20 years
It is 20 years since I left highschool ... how scary.
My class had a reunion, in my absence of course, on August 16th, and although I thought nothing of it at the time, since I was on the invitation mailing list, I have been flooded this weekend by emails from those who attended, including one email with photographs of the actual event.
Naturally, despite the fact that I probably would not have gone to the thing even if I had been in the same country that it was being held in at the time, my curiosity got the better of me, and I went to look at the pics of the event.
My first reaction was - who the hell are these people? It took me a long time to recognize most of them, although one or two still look the same. Fortunately, they were wearing name tags, otherwise I would have been totally lost.
One of my former classmates has set up a facebook group for the Class of 88, and I debated long and hard before joining, but finally I realised that there were actually people in the group who I'd missed being in touch with.
There were around 1200 people at my highschool, divided into six years, each year having around 7 classes, and although in the first year we pretty much stuck to our classes, once we started taking elective courses and getting involved in other activities, we mingled more and I guess I would have been social with more than half of the 200 in my year.
But after highschool, I lost contact with most of them, since much of what we had in common had simply been six years of schooling in a shared environment. The school was not a Jewish school, and I found myself gravitating to a more Jewish social circle at university. Later on, I moved to Israel which of course effectively severed any ties that were not strong enough to withstand the distance. Now, however, I'm feeling awash with nostalgia and I've found myself searching for former classmates with reckless abandon. I'm not even sure why, but something in me wants to know, I guess, that they're doing ok. I know of one former classmate who passed away, and I guess I just want to check that the rest of them are still alive.
I'm not even sure why I'm blogging about this, given the absolute paucity of entries on this blog this year. Perhaps this is just my way of slipping back into the swing of the whole bloggitude of it all.
8 Comments:
My first reaction was - who the hell are these people? It took me a long time to recognize most of them, although one or two still look the same. Fortunately, they were wearing name tags, otherwise I would have been totally lost.
Well. On the bright side the recognition thing usually start improving at some point as time passes by (this is because they usually have some inscriptions on tombs in cemeteries).

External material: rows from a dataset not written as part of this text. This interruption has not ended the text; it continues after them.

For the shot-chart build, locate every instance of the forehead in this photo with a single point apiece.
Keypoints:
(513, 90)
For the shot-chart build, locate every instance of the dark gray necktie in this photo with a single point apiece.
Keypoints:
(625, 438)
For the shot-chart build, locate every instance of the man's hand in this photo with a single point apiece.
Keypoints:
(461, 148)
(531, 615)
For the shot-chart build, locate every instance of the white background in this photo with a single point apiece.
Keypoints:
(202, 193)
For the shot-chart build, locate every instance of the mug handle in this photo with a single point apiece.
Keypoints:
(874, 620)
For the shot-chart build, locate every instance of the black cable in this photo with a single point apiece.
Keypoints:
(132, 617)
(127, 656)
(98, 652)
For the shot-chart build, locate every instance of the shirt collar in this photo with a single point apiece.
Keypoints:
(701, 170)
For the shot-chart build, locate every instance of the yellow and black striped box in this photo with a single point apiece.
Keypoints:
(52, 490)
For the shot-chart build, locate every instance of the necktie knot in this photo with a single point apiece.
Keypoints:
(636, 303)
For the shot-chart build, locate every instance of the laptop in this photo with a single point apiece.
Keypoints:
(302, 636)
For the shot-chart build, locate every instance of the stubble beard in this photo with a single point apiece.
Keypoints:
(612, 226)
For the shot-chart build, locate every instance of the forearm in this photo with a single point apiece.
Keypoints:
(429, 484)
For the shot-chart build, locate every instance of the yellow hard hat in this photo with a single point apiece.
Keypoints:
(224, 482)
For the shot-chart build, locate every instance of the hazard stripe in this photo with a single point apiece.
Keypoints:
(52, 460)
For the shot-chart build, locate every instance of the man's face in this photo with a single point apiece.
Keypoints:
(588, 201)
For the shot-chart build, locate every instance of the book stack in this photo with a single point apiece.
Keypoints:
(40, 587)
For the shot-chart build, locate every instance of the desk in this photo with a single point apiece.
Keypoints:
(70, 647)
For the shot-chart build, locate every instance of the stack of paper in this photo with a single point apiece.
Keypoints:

Sorry, man. I am just trying to be encouraging
Hahah, but by then I probably won't be able to see well enough to read the inscriptions ... so it still won't work.
I often wonder what life will be like 10 years from now, 20 years from now etc. Will I have the same friends? Will my family remain the same? What will I be doing? and other such questions, you know.
But then I think, what's the point of thinking about all this, it's not happening NOW. What has happened in the past has happened, whatever will be will be, it's best to live in the present.
Kiwi Boy said...
I often wonder what life will be like 10 years from now, 20 years from now etc. Will I have the same friends? Will my family remain the same? What will I be doing? and other such questions, you know.
Difficult questions, kiwi boy. I am not sure anybody knows the answers, though with a reasonable degree of certainty I can tell you what life will be like in something like 100 years from now - At that point you will be no longer wondering so much.
:D
"with a reasonable degree of certainty I can tell you what life will be like in something like 100 years from now - At that point you will be no longer wondering so much."
You my friend are one witty fairy from Oz.
--
Yallah write!!!
;)
The awareness of death, ya nizo, is an integral part of emotional intelligence. I really wish the author of this blog could have dwelt more on this timeless subject, so that we could come here to practice our emotional skills.